Carol Lynn Yellin

Women of Achievement
1989

VISION
for a woman whose sensitivity to women’s needs
led her to tremendous achievements for women:

Carol Lynn Yellin

Author, editor, activist, mentor — Carol Lynn Yellin has been part of the Memphis community since she moved from New York in 1964.

While editing Reader’s Digest Condensed Books, she quickly became active in civil rights, joining the black and white women in the Saturday Luncheon Club who tested desegregation laws by dining in various restaurants. Three days after the assassination of Dr. Martin Luther King, Jr., she and her husband David founded the Memphis Search for Meaning Committee. She obtained grant funds and worked with volunteers in the massive job of documenting Memphis events of 1968. A National Endowment for the Humanities grant turned their labor into the Memphis Multi-Media Archival Collection at Memphis State University.
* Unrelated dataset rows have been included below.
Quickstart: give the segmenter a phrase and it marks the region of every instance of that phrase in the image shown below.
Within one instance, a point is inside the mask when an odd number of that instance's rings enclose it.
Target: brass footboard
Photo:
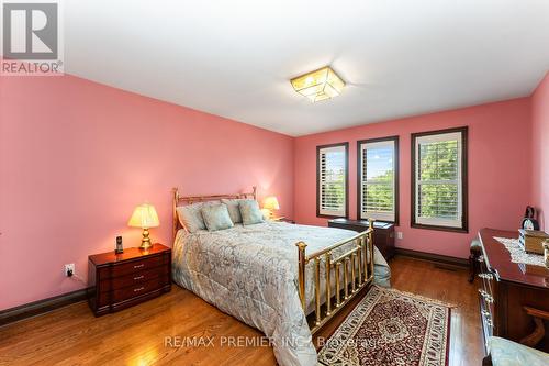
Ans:
[[[372,220],[367,231],[335,243],[327,248],[307,255],[306,244],[299,242],[299,293],[303,311],[306,311],[305,297],[305,267],[312,262],[314,265],[314,312],[315,320],[311,333],[316,333],[332,317],[334,317],[347,302],[350,301],[363,287],[373,280],[373,241]],[[332,253],[340,246],[354,243],[346,253],[334,258]],[[324,258],[324,263],[322,259]],[[324,266],[325,303],[321,303],[321,266]],[[332,293],[332,273],[335,275],[335,293]],[[343,273],[343,285],[341,285]]]

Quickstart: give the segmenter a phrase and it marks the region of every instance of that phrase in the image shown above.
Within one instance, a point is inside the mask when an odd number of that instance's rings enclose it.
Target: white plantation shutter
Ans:
[[[360,219],[395,221],[395,147],[394,138],[359,145]]]
[[[347,215],[347,147],[318,148],[318,214]]]
[[[463,226],[462,132],[415,140],[415,222]]]

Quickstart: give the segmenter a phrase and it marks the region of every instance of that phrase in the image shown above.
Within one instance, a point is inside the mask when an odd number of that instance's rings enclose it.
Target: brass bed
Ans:
[[[251,192],[234,195],[212,195],[212,196],[181,196],[178,188],[172,189],[172,224],[173,237],[181,226],[177,207],[206,202],[221,199],[257,199],[257,189],[253,187]],[[298,242],[298,291],[303,310],[306,311],[305,298],[305,268],[312,265],[314,269],[314,317],[310,318],[311,333],[315,334],[325,325],[340,309],[344,308],[360,290],[369,287],[373,281],[373,242],[372,242],[372,220],[369,220],[370,228],[349,239],[339,241],[315,253],[306,253],[306,243]],[[352,243],[351,249],[334,257],[333,252],[343,245]],[[321,266],[324,266],[325,278],[321,279]],[[334,278],[332,278],[334,275]],[[325,299],[321,301],[321,282],[325,285]],[[334,293],[332,293],[334,292]]]

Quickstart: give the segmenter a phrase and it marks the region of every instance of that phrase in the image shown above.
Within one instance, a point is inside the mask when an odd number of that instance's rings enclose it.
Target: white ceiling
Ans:
[[[65,0],[65,70],[299,136],[528,96],[547,0]],[[289,79],[332,65],[311,103]],[[152,121],[154,123],[154,121]]]

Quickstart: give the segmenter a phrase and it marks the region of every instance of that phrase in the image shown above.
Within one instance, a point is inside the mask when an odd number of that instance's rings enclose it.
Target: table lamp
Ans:
[[[158,221],[158,214],[156,213],[155,207],[153,204],[143,203],[135,208],[134,213],[130,218],[127,225],[131,228],[142,228],[143,239],[141,241],[141,248],[146,251],[150,245],[150,239],[148,237],[149,228],[156,228],[160,224]]]
[[[267,197],[264,201],[264,209],[269,210],[269,219],[272,219],[272,210],[280,210],[278,199],[274,196]]]

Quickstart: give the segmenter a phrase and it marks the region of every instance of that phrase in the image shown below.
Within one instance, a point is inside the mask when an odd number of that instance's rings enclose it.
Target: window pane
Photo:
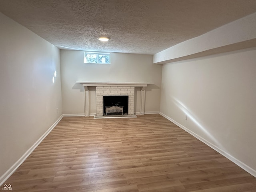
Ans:
[[[84,62],[110,64],[110,53],[84,52]]]
[[[85,55],[86,63],[97,63],[97,54],[87,53]]]
[[[99,63],[109,63],[109,55],[99,54]]]

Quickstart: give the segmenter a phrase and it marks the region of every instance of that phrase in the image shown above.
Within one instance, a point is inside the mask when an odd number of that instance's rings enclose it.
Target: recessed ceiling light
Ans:
[[[108,41],[110,38],[107,37],[99,37],[98,39],[102,41]]]

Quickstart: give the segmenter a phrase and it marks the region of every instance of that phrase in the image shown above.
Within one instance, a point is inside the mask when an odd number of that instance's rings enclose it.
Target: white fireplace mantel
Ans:
[[[76,83],[82,84],[84,87],[84,116],[89,116],[89,89],[88,87],[111,87],[111,86],[122,86],[122,87],[140,87],[141,89],[140,98],[140,114],[145,113],[145,90],[148,85],[154,84],[152,83],[142,82],[80,82],[77,81]]]

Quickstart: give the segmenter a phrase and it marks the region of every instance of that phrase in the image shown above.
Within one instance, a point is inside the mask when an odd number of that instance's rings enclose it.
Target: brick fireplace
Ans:
[[[140,114],[145,113],[145,99],[146,88],[151,83],[142,82],[81,82],[84,88],[84,115],[89,116],[89,89],[88,87],[96,87],[96,116],[102,116],[104,114],[103,96],[128,96],[128,116],[134,114],[134,92],[136,87],[141,88],[140,109]]]
[[[128,115],[134,114],[134,86],[97,86],[96,87],[96,115],[103,115],[103,96],[128,96]]]

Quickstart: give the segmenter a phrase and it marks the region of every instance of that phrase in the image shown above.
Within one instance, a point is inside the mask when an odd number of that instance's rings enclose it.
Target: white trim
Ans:
[[[176,121],[175,121],[171,118],[169,117],[168,116],[165,115],[163,113],[161,113],[161,112],[159,112],[159,114],[163,116],[164,117],[165,117],[165,118],[167,119],[169,121],[171,121],[176,125],[178,126],[182,129],[184,130],[185,131],[186,131],[190,134],[191,134],[196,138],[199,139],[201,141],[210,147],[211,148],[214,149],[216,151],[219,152],[223,156],[230,160],[233,163],[236,164],[236,165],[241,167],[242,169],[248,172],[254,177],[256,177],[256,170],[254,170],[251,167],[249,167],[246,164],[245,164],[244,163],[242,162],[241,161],[240,161],[238,159],[236,159],[236,158],[229,154],[228,152],[224,151],[223,150],[219,148],[218,147],[212,144],[210,142],[209,142],[209,141],[205,140],[202,137],[199,136],[194,132],[191,131],[189,129],[186,128],[186,127],[179,124]]]
[[[159,114],[159,111],[146,111],[144,114]]]
[[[40,143],[45,138],[50,132],[56,126],[63,117],[62,115],[51,126],[45,133],[30,147],[21,157],[6,172],[0,177],[0,186],[2,186],[4,183],[12,175],[12,174],[18,168],[21,164],[24,162],[28,157],[33,152],[35,149],[40,144]]]
[[[78,117],[80,116],[84,116],[84,113],[74,113],[73,114],[63,114],[63,117]]]
[[[137,116],[105,116],[105,117],[98,117],[94,116],[94,119],[113,119],[114,118],[137,118]]]
[[[145,111],[144,113],[141,114],[140,112],[136,112],[135,113],[136,115],[149,115],[150,114],[159,114],[159,111]]]

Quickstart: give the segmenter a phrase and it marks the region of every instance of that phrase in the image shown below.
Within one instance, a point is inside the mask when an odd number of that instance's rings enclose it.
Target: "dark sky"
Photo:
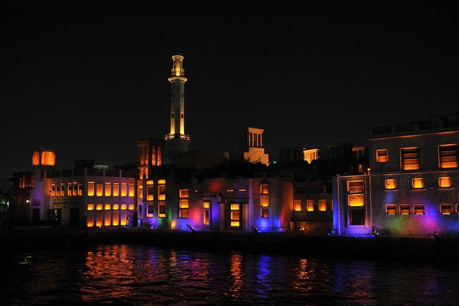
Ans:
[[[454,1],[159,3],[3,5],[0,178],[38,147],[60,169],[135,161],[138,139],[169,132],[177,53],[191,150],[236,151],[248,126],[271,156],[365,145],[372,127],[459,109]]]

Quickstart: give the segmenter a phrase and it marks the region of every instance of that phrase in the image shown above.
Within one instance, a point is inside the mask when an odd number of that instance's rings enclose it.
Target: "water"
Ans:
[[[19,305],[458,305],[445,266],[101,245],[10,255],[0,301]]]

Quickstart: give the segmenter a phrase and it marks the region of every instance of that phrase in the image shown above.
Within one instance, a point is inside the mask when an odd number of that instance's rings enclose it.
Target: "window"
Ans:
[[[349,193],[363,192],[363,180],[348,180],[348,192]]]
[[[94,182],[88,182],[88,196],[94,196]]]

Carol Lynn’s commitment to women’s right is long-standing. From 1975 to 1977, she participated in the International Women’s Conference in Mexico City, the Tennessee Women’s Meeting and the National Women’s Conference in Houston. For the Tennessee meeting she helped to write and edit Tennessee Women: Past and Present.

Before the demise of the first campaign for ratification of the ERA, she organized pro-equality luncheons and helped organize a citywide celebration of the anniversary of women’s suffrage in Court Square, featuring the man who cast the deciding vote in Tennessee in 1920 that led to voting for women. She has marched on the county courthouse, pressing for women on juries; helped found the Memphis Chapter of Women in Communications, Inc., the Economic Justice for Women Coalition and Women of Achievement, Inc. Her article on the suffrage movement, published by American Heritage magazine in 1979-80, is regarded as source material by scholars. She is comfortable dealing with “old-timers” in the women’s and civil rights movements as well as with young women who are just beginning to understand the sacrifices of those who came before them.

Carol Lynn Yellin has a vision — a vision of equality and opportunity for women of all ages, races and backgrounds.

Carol Lynn incorporated VOTE70 Inc. with Paula Casey and Joan Horne Lollar in 1989 to celebrate the 70-year history of women’s suffrage. She is working on a biography of Mahatma Gandhi.